Hoofdstuk 3, Afdeling 4 komt als volgt te luiden:

 

Afdeling 4. Overige bepalingen

 

M.

Artikel 5:8 komt als volgt te luiden:

 

Artikel 5:8 Parkeren van grote voertuigen ( z )

  • 1.

    Ongewijzigd

  • 2.

    Het is verboden een voertuig dat, met inbegrip van de lading, een lengte heeft van meer dan 6 meter of een hoogte van meer dan 2,4 meter te parkeren op een door het college aangewezen weg, waar dit parkeren naar zijn oordeel buitensporig is met het oog op de verdeling van beschikbare parkeerruimte.

  • 3.

    Ongewijzigd

  • 4.

    Ongewijzigd

  • 5.

    Ongewijzigd

  • 6.

    Ongewijzigd

 

N.

Artikel 5:10 komt als volgt te luiden:

 

Artikel 5:10 Parkeren anders dan op de rijbaan

(vervallen)

 

O.

Bijlage 1 komt als volgt te luiden:

 

Bijlage 1 Regelgeving en beleid die op deze regeling zijn gebaseerd

 

Artikel APV

Regeling of beleid

Publicatie en/of

inwerkingtreding

2:6

Beleidsregels reclame- en standplaatsenbeleid (Apv) Inverdan, 2015, tevens gegrond op artt. 4:15, 5:18

Gemeenteblad 2015, nummer 108896

2:25

Toetsingscriteria bij vergunningaanvraag erotisch evenement

Gemeenteblad 2007, nummer 31

2:25

Evenementenbeleid gemeente Zaanstad (Zaanse smaakmakers)

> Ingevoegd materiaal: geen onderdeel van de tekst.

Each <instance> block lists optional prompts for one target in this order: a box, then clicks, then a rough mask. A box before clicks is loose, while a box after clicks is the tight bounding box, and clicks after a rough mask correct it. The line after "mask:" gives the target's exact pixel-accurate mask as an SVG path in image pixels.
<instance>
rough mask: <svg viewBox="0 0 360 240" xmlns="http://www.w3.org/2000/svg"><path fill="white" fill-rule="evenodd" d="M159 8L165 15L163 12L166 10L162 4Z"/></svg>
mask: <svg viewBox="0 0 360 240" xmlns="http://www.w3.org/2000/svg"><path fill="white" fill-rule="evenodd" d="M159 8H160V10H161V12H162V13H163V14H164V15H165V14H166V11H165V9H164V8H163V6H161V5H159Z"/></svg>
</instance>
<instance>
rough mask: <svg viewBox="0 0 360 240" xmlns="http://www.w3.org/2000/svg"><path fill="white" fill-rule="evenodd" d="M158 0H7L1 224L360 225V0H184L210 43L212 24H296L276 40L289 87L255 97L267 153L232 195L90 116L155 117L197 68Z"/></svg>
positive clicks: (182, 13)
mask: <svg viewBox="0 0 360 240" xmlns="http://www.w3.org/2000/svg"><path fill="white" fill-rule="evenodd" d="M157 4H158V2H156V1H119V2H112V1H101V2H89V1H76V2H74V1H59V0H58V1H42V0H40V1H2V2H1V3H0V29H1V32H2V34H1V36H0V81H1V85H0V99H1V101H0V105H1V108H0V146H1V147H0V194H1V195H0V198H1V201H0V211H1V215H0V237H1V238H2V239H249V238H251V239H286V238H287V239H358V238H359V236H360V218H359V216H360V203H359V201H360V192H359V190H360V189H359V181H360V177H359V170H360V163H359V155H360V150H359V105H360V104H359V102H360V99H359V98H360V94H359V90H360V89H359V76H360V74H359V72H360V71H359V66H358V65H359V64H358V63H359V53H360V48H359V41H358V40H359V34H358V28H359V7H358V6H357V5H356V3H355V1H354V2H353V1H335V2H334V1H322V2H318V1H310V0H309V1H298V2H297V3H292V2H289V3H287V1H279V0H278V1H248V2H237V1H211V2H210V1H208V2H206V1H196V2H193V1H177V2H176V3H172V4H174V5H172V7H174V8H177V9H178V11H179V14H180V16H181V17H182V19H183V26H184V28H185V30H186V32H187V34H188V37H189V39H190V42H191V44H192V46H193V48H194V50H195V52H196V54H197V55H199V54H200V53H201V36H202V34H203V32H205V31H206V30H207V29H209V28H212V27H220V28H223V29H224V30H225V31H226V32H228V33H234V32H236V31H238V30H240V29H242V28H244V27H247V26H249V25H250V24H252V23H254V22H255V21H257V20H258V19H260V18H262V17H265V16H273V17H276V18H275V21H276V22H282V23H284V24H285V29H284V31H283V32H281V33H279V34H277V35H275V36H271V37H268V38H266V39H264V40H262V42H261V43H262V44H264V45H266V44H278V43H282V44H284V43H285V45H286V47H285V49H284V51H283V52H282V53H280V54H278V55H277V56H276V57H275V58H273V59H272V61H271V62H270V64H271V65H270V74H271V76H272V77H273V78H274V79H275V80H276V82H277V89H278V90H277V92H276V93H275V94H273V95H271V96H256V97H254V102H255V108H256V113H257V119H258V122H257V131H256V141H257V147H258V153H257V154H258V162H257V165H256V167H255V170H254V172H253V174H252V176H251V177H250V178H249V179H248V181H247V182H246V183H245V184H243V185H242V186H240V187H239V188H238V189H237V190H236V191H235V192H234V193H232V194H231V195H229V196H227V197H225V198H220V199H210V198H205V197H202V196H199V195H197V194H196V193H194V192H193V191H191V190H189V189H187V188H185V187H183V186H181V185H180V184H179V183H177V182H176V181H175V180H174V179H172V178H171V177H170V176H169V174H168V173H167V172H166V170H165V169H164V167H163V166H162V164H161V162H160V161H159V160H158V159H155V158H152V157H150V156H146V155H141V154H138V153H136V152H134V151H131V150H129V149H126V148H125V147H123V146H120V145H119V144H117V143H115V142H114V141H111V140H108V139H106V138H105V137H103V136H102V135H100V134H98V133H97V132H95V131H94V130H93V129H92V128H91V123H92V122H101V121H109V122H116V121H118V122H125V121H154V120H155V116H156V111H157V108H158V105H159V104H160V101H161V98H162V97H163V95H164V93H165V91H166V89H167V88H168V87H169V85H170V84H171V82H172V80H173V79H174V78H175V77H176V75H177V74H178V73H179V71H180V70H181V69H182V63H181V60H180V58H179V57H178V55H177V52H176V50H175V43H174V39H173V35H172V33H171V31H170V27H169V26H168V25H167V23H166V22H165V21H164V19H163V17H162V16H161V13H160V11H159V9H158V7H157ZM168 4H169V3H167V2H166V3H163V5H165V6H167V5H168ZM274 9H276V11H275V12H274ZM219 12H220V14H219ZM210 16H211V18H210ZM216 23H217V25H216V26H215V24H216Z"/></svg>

Gemeenteblad 2009, nummer 55

2:25

Veiligheid bij evenementen

Gemeenteblad 2012, nummer 18

2:28

Beleidsregels ondersteunende horeca Zaanstad

Gemeenteblad, 2011, nummer 7

2:47 en 6:2

Aanwijzingsbesluit toezichthouders pont Molletjesveer

Gemeenteblad 2016, nummer 89958

2:48

Aanwijzingsbesluit alcoholvrije zones

Gemeenteblad 2020, nummer 117832, Gemeenteblad 2024, nummer 75804 en Gemeenteblad 2024, nummer 327822

2:57

Aanwijsbesluit hondenverbodsgebieden en uitrenplaatsen

Gemeenteblad 2023, nummer 565691

2:78

Beleidsregels verblijfsontzegging Zaanstad

Gemeenteblad 2022, nummer 529584

3:2b

Nadere regels prostitutie en seksbranche gemeente Zaanstad – 2021

Gemeenteblad 2021, nummer 231819

4:19

Aanwijzingsbesluit kampeerplaatsen

Gemeenteblad 2014, nummer 43801

5:6

Beleid voor ontheffingverlening van artikel 5.1.5, lid 1.

Gemeenteblad 2007, nummer 6

5:6

Aanwijzingsbesluit zoals genoemd in artikel 5:6 van de APV (langparkeren "kampeermiddelen").

Gemeenteblad 2009, nummer 72

5:12

Aanwijzingsbesluit ter bestrijding van overlast van fietsen in stationsgebied Krommenie-Assendelft

Gemeenteblad 2009, nummer 70

5:12

Aanwijzingsbesluit omgeving station Wormerveer

Gemeenteblad 2012, nummer 50

5:12

Herziening aanwijzingsbesluit voor gebied waarbinnen het verboden is (brom)fietsen onbeheerd buiten de daarvoor bestemde ruimten te laten staan

Gemeenteblad 2011, nummer 65

5:12

Aanwijzingsbesluit op grond van artikel 5:12, vierde lid van de APV (fietsparkeren)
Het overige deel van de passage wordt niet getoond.